Je suppose que celui qui lira cet article est convaincu que ce monde est formé avec intelligence, et qu’un peu d’astronomie et d’anatomie suffisent pour faire admirer cette intelligence universelle et suprême.

Encore une fois, Mens agitat molem. (Virg., Æn., VI.)

Peut-il savoir par lui-même si cette intelligence est toute-puissante, c’est-à-dire infiniment puissante ? A-t-il la moindre notion de l’infini, pour comprendre ce que c’est qu’une puissance infinie ?

Le célèbre historien philosophe David Hume dit[2] : « Un poids de dix onces est enlevé dans la balance par un autre poids ; donc cet autre poids est de plus de dix onces ; mais on ne peut apporter de raison pourquoi il doit être de cent. »

On peut dire de même : Tu reconnais une intelligence suprême assez forte pour te former, pour te conserver un temps limité, pour te récompenser, pour te punir. En sais-tu assez pour te démontrer qu’elle peut davantage ?

Comment peux-tu te prouver par ta raison que cet être peut plus qu’il n’a fait ? La vie de tous les animaux est courte. Pouvait-il la faire plus longue ?

Tous les animaux sont la pâture les uns des autres sans exception : tout naît pour être dévoré. Pouvait-il former sans détruire ?

Tu ignores quelle est sa nature.
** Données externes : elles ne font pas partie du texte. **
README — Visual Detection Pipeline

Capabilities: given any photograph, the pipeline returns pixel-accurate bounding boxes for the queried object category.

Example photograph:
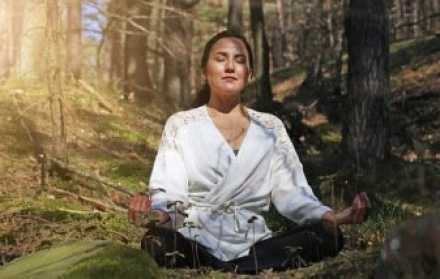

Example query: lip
[222,76,238,80]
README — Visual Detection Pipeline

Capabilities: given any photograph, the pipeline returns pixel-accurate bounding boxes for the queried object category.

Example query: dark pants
[141,223,343,273]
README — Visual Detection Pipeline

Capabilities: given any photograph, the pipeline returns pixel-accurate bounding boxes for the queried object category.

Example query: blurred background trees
[0,0,440,173]
[0,0,440,107]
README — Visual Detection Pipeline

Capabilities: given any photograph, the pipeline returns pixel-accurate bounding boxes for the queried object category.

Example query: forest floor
[0,37,440,278]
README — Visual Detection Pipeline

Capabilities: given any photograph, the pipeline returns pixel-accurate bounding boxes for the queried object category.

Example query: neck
[207,94,240,113]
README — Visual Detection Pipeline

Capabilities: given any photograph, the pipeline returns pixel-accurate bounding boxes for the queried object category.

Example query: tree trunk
[152,0,166,92]
[108,0,125,87]
[66,0,82,80]
[228,0,243,33]
[343,0,390,173]
[0,0,12,79]
[9,0,46,79]
[249,0,272,111]
[163,0,199,107]
[411,1,420,38]
[45,0,67,161]
[271,0,287,69]
[432,0,440,30]
[124,0,152,105]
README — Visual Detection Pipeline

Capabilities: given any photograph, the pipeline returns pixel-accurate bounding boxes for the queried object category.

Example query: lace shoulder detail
[158,107,206,153]
[248,109,301,167]
[247,108,281,129]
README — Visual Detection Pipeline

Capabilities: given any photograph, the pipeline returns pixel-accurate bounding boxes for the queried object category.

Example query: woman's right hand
[128,194,151,224]
[128,194,170,224]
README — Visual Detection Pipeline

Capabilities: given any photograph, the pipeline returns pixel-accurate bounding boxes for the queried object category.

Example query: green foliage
[0,241,163,279]
[390,36,440,70]
[105,160,152,192]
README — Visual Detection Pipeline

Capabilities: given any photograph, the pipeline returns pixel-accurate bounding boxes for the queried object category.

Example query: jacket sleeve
[149,115,188,218]
[271,119,331,224]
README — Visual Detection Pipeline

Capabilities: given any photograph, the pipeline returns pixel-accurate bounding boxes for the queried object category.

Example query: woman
[131,31,367,273]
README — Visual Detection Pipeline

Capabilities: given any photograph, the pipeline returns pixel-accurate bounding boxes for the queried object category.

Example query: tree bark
[45,0,67,161]
[124,0,152,105]
[228,0,243,33]
[66,0,82,80]
[342,0,390,173]
[432,0,440,30]
[249,0,272,111]
[107,0,125,87]
[271,0,287,69]
[163,0,199,107]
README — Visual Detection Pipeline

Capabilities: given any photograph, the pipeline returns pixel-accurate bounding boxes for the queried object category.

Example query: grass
[0,34,440,278]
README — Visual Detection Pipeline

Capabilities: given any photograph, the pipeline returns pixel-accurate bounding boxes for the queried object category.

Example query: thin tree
[107,0,125,86]
[45,0,67,160]
[271,0,288,69]
[228,0,243,33]
[343,0,390,173]
[124,0,152,104]
[249,0,273,110]
[163,0,199,107]
[66,0,82,80]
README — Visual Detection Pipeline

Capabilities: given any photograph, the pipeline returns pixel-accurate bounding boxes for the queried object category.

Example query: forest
[0,0,440,278]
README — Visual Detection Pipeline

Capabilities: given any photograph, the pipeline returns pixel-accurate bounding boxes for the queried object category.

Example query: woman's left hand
[336,192,370,225]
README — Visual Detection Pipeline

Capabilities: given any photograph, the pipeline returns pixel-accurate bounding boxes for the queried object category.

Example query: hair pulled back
[191,30,254,108]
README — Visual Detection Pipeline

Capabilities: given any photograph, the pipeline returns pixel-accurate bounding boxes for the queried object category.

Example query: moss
[0,241,163,279]
[106,160,152,192]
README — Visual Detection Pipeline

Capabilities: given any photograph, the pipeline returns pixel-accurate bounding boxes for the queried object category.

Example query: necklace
[208,108,249,149]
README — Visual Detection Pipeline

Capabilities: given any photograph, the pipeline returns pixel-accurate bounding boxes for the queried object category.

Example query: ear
[248,70,254,81]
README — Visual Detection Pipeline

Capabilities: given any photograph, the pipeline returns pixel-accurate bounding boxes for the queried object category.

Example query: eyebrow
[214,51,246,57]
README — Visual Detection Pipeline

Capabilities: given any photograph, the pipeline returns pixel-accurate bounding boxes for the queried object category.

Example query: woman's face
[204,37,250,97]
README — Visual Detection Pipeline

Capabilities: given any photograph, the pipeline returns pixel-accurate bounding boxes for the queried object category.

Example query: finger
[139,197,150,213]
[128,210,135,222]
[130,196,138,210]
[361,192,371,208]
[134,196,142,212]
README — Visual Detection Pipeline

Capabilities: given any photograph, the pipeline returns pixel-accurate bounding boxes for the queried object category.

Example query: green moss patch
[0,241,163,279]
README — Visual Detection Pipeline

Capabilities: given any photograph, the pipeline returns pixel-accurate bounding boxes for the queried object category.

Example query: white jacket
[150,106,330,261]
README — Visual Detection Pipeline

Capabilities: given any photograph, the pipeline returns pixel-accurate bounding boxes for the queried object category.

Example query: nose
[225,60,235,73]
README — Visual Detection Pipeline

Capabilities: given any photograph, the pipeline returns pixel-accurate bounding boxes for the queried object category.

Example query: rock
[0,241,164,279]
[375,213,440,279]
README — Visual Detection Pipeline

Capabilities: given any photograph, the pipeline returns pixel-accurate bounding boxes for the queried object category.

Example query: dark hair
[192,30,254,108]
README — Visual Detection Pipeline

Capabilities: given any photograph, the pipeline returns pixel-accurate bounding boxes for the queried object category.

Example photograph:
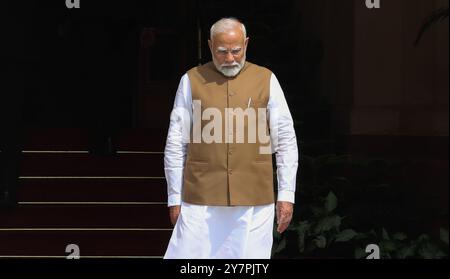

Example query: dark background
[0,0,448,260]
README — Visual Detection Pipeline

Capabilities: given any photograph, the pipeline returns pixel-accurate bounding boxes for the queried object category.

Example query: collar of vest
[205,61,252,80]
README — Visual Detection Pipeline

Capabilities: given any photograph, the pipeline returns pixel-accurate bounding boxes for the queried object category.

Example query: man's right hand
[169,205,181,226]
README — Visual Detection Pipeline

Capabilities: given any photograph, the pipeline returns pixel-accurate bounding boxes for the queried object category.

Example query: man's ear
[208,40,213,53]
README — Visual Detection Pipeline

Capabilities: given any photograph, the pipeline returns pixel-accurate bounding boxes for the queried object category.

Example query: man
[164,18,298,259]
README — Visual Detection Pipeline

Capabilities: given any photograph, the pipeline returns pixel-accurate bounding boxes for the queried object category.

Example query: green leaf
[335,229,358,242]
[392,232,408,241]
[397,245,417,259]
[325,191,337,213]
[382,228,390,240]
[355,247,367,259]
[313,215,341,235]
[439,228,448,245]
[314,235,327,248]
[310,206,326,217]
[380,240,397,253]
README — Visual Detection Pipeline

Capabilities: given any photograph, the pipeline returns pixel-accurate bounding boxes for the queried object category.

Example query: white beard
[213,55,246,77]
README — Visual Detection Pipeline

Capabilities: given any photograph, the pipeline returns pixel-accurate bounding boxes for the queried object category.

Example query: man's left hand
[276,201,294,233]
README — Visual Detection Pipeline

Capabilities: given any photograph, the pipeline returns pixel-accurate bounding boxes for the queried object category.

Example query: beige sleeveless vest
[182,62,274,206]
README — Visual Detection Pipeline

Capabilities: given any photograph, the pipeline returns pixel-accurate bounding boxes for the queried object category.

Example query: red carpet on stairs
[0,129,172,258]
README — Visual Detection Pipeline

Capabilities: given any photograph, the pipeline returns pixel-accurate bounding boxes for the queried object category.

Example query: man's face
[208,27,248,77]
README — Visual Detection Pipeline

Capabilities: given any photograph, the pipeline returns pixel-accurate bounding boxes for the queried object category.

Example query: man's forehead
[217,46,242,50]
[212,29,245,45]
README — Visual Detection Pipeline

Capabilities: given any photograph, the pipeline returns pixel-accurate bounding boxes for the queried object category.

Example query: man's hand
[169,205,181,226]
[276,201,294,233]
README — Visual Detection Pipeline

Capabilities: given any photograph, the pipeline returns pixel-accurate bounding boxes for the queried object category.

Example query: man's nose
[225,52,234,63]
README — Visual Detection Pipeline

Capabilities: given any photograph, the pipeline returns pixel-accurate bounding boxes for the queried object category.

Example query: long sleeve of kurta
[164,74,298,206]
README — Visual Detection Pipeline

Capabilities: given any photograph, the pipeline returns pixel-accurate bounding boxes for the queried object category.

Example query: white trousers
[164,202,275,259]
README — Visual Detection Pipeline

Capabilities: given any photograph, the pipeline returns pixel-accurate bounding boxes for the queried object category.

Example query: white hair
[209,17,247,40]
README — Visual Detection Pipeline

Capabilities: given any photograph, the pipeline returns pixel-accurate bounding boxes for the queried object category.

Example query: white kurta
[164,69,298,259]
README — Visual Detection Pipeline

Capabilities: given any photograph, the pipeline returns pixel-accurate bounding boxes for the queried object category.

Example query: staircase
[0,129,172,258]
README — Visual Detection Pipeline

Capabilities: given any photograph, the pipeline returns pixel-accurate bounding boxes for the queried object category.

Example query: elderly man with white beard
[164,18,298,259]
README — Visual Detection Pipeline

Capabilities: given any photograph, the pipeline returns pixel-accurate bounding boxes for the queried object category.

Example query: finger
[277,223,289,233]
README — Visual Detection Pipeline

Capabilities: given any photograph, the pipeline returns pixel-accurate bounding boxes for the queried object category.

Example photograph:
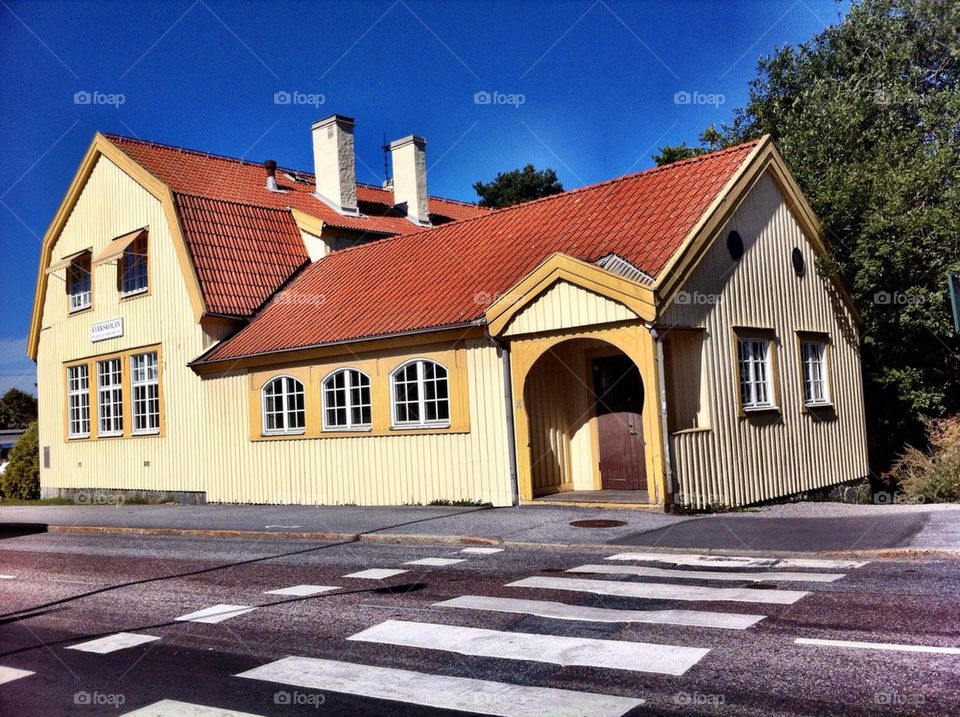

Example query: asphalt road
[0,534,960,717]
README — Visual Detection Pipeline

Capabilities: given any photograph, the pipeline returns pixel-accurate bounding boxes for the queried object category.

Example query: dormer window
[67,251,92,313]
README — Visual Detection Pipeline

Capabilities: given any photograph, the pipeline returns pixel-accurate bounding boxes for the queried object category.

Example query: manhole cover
[570,520,627,528]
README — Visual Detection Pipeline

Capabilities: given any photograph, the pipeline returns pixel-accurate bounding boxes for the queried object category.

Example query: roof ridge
[101,132,480,207]
[296,138,762,264]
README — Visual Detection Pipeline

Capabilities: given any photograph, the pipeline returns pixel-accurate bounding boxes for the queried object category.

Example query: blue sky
[0,0,839,391]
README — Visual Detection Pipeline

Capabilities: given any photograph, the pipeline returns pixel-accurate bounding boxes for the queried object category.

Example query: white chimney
[313,115,358,214]
[390,134,430,225]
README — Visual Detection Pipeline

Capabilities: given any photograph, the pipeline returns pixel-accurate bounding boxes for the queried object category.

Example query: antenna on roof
[380,132,390,187]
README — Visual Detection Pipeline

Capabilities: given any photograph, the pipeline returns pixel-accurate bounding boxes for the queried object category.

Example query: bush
[890,415,960,503]
[0,421,40,500]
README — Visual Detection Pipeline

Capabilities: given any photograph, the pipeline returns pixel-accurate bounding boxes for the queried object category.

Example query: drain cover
[570,520,627,528]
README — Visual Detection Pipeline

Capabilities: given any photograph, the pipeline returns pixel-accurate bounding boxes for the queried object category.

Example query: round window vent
[790,247,807,276]
[727,231,743,261]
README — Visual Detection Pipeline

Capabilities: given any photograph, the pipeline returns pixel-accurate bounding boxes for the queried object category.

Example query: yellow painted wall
[659,174,869,506]
[195,341,511,505]
[503,281,638,337]
[37,157,208,492]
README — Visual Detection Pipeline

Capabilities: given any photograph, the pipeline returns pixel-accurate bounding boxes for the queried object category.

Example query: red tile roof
[104,135,490,316]
[200,142,756,362]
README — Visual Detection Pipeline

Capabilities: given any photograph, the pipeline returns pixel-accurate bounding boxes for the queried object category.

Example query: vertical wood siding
[504,281,637,336]
[661,175,869,507]
[37,157,209,491]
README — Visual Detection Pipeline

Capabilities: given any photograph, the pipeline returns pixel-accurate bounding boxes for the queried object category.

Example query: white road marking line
[347,620,710,675]
[567,565,844,583]
[124,700,262,717]
[174,604,257,623]
[263,585,340,597]
[433,595,766,630]
[507,576,810,605]
[343,568,410,580]
[404,558,467,568]
[237,657,644,717]
[606,553,869,570]
[0,666,36,685]
[794,637,960,655]
[67,632,160,655]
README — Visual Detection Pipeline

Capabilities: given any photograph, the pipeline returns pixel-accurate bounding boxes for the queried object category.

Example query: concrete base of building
[40,486,207,505]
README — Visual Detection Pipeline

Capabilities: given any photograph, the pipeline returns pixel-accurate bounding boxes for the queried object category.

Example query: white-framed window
[261,376,307,436]
[323,368,373,431]
[800,340,830,406]
[737,338,776,410]
[120,233,148,296]
[67,364,90,438]
[390,359,450,428]
[97,358,123,436]
[130,351,160,435]
[67,252,92,312]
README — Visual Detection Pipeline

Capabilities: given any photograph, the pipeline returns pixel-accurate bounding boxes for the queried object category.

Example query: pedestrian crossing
[0,548,884,717]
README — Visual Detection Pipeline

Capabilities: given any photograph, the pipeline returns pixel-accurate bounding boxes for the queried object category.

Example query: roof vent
[263,159,279,192]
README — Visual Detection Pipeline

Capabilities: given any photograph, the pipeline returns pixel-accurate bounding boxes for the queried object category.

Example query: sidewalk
[0,503,960,557]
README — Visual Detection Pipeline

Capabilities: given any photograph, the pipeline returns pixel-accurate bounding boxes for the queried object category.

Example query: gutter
[648,326,676,507]
[490,336,520,506]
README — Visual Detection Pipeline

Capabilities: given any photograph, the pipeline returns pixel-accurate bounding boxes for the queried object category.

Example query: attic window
[283,172,313,184]
[727,230,743,261]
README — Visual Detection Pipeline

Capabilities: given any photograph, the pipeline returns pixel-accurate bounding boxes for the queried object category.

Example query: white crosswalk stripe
[507,576,810,605]
[0,665,35,685]
[347,620,710,675]
[123,700,262,717]
[174,604,257,623]
[606,553,869,570]
[67,632,160,655]
[263,585,340,597]
[567,565,844,583]
[237,657,643,717]
[434,595,766,630]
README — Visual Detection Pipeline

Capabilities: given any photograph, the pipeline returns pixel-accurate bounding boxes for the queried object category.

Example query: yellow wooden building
[29,115,868,507]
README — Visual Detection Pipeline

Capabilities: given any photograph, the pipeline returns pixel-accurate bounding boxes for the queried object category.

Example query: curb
[47,525,960,560]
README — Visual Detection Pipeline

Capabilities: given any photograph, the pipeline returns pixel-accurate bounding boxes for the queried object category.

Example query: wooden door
[593,355,647,490]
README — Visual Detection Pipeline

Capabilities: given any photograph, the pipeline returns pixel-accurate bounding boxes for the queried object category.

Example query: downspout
[490,336,520,506]
[648,326,676,508]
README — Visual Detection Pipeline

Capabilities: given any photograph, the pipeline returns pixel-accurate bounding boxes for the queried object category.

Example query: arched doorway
[523,338,648,502]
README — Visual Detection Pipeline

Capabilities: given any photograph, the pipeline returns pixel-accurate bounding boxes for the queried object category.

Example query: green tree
[0,388,37,428]
[473,164,563,209]
[0,422,40,500]
[660,0,960,469]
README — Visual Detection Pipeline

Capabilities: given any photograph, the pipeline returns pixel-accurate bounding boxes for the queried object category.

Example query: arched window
[390,359,450,427]
[261,376,306,436]
[323,368,372,431]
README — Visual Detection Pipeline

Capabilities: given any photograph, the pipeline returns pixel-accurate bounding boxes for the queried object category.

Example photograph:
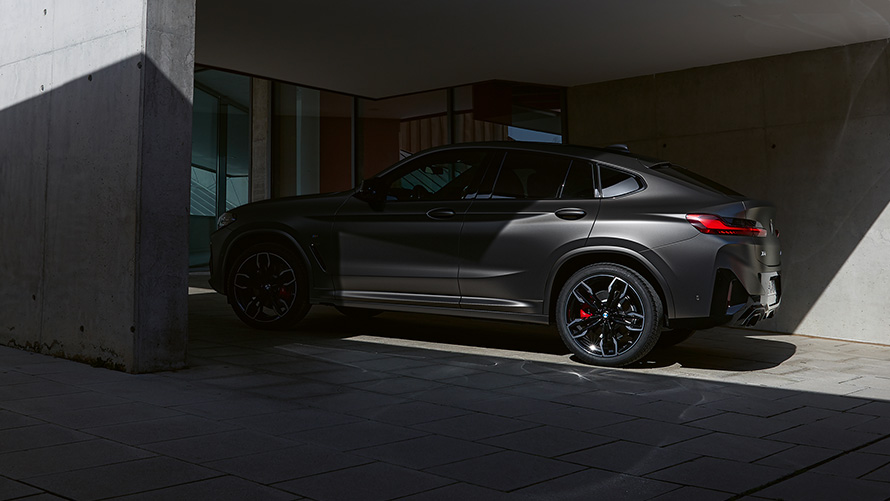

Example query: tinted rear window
[652,164,742,197]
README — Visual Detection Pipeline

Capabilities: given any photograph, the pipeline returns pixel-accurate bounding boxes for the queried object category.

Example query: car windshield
[651,162,743,197]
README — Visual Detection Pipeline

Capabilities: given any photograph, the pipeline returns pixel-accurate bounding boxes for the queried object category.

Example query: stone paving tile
[411,386,502,407]
[0,439,156,480]
[442,372,526,390]
[511,469,680,501]
[141,430,302,464]
[425,451,583,491]
[35,402,181,430]
[559,441,701,476]
[689,412,797,437]
[754,472,890,501]
[0,477,43,501]
[501,381,590,400]
[226,409,359,436]
[349,376,445,395]
[195,373,293,390]
[273,463,453,501]
[0,370,40,386]
[672,432,793,463]
[850,402,890,418]
[399,483,513,501]
[172,394,304,420]
[815,406,876,432]
[286,421,426,451]
[812,452,890,476]
[620,400,724,424]
[350,401,470,426]
[591,418,711,446]
[84,414,234,445]
[755,445,839,470]
[300,390,408,412]
[652,486,726,501]
[28,457,219,499]
[450,395,568,417]
[303,368,398,385]
[354,356,436,372]
[0,380,86,400]
[415,413,539,440]
[353,435,501,470]
[770,407,841,426]
[553,390,655,413]
[482,426,614,457]
[0,410,43,430]
[442,355,553,376]
[848,413,890,436]
[0,392,128,417]
[862,456,890,480]
[647,457,791,493]
[782,392,866,411]
[522,407,637,433]
[0,424,95,454]
[117,476,296,501]
[708,397,803,417]
[83,375,230,407]
[204,445,372,485]
[251,379,343,398]
[766,423,876,451]
[392,360,480,381]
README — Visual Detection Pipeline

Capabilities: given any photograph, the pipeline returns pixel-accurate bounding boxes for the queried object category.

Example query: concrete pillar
[250,78,272,202]
[0,0,195,372]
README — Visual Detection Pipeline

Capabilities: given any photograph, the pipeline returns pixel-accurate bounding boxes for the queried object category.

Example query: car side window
[491,151,571,200]
[384,150,486,201]
[559,160,596,199]
[600,165,643,198]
Tu ne peux donc savoir si sa nature ne l’a pas forcé de ne faire que les choses qu’il a faites.

Ce globe n’est qu’un vaste champ de destruction et de carnage. Ou le grand Être a pu en faire une demeure éternelle de délices pour tous les êtres sensibles, ou il ne l’a pas pu. S’il l’a pu et s’il ne l’a pas fait, crains de le regarder comme malfaisant ; mais s’il ne l’a pas pu, ne crains point de le regarder comme une puissance très-grande, circonscrite par sa nature dans ses limites.

Qu’elle soit infinie ou non, cela ne t’importe. Il est indifférent à un sujet que son maître possède cinq cents lieues de terrain ou cinq mille ; il n’en est ni plus ni moins sujet.

Lequel serait le plus injurieux à cet Être ineffable de dire : Il a fait des malheureux sans pouvoir s’en dispenser ; ou : Il les a faits pour son plaisir ?

Plusieurs sectes le représentent comme cruel ; d’autres, de peur d’admettre un Dieu méchant, ont l’audace de nier son existence. Ne vaut-il pas mieux dire que probablement la nécessité de sa nature et celle des choses ont tout déterminé ?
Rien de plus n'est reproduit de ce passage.